Thomas – No, I did not but Zoey did. But let me explain why. When I first met with Richard he told me that his scripts varied a lot from the books. He didn’t want me to get confused because it is a different take on it and I didn’t want to get it muddled. I just stuck to Richards vision and then read the book after.
AMOM – Do you think you are ready for Twilight style fandamonium and fame?
Both Thomas and Zoey muddled around saying I don’t know and then finally admitting no they weren’t ready
Thomas – But we all hope the movie does really well.
AMOM – You had a great crowd at the signing at Barnes and Noble so the diehard fans are already there.
Thomas – It’s so exciting that there is already enthusiasm built in, it’s just really nice.
Zoey – Everyone was so nice and excited. It’s just cool to see it.
Thomas and Zoey were great and I’m thankful for the sit down. I also wanted to gauge a diehard readers take on the film. So I asked the family that was first in line with all four books in hand to contact me after the screening. This is what they had to say.
Beautiful Creatures pulls off a neat trick to bust the hand-wringing, navel-gazing teen paranormal romance stereotype: It gets you to care about its characters by making them genuinely likeable.
Alden Ehrenreich is terrific as small town dreamer Ethan, relentlessly happy, funny and earnest, impossible not to root for. Alice Englert plays possibly-doomed teen witch Lena just right: gloomy, angsty outcast gradually opening up to and won over by Ethan, at times seeming actually happy herself. Emma Thompson plays the villain with aplomb, and Jeremy Irons as an antebellum southern gentleman (with super powers!) is cast well, too.
There are dozens of bits of funny dialogue (including Emma Thompson’s winning “well, slap my ass and call me Sally!”), testament to a conscious effort to make an anti-Twilight movie, rather than another mopey the-world-is-ending unusual-teen romance with a couple instances of comic relief. At the advance screening in Atlanta, the audience laughed out loud with regularity.
The ending, which readers of the book won’t recognize, made the same theater squirm at the edge of their seats, willing a particular outcome the filmmakers successfully leave in doubt. By then you’re so interested in a happy ending for all concerned that you’re genuinely afraid of being disappointed.
One niggle is that Lena’s problem, which has to do with good, evil, a curse, the winter solstice, her awful mother and a weird and busybody family, is too complicated to be intuitive. But the story needs all of the complicated elements, and the movie doesn’t slip into taking itself Twilight-level seriously while laying them all out.
My 14-year-old daughter, who read the book shortly after it came out and the other books in the series within days of their release, was deliriously happy with the film version, despite lots of departures from the novel.

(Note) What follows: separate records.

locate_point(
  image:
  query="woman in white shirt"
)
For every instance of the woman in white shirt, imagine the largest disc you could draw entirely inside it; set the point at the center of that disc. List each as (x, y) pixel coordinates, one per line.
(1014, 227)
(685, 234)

She posted on Facebook on the way home from the theater, “Okay wow…what did I just see? The best movie ever. I’m gonna go look out the window and wonder why I’m such a normal person.” Which is what a good story well told often makes teenagers do.
So there you have it folks and full review and cast sit down of the fantastic Beautiful Creatures. Check it out today is in theaters now.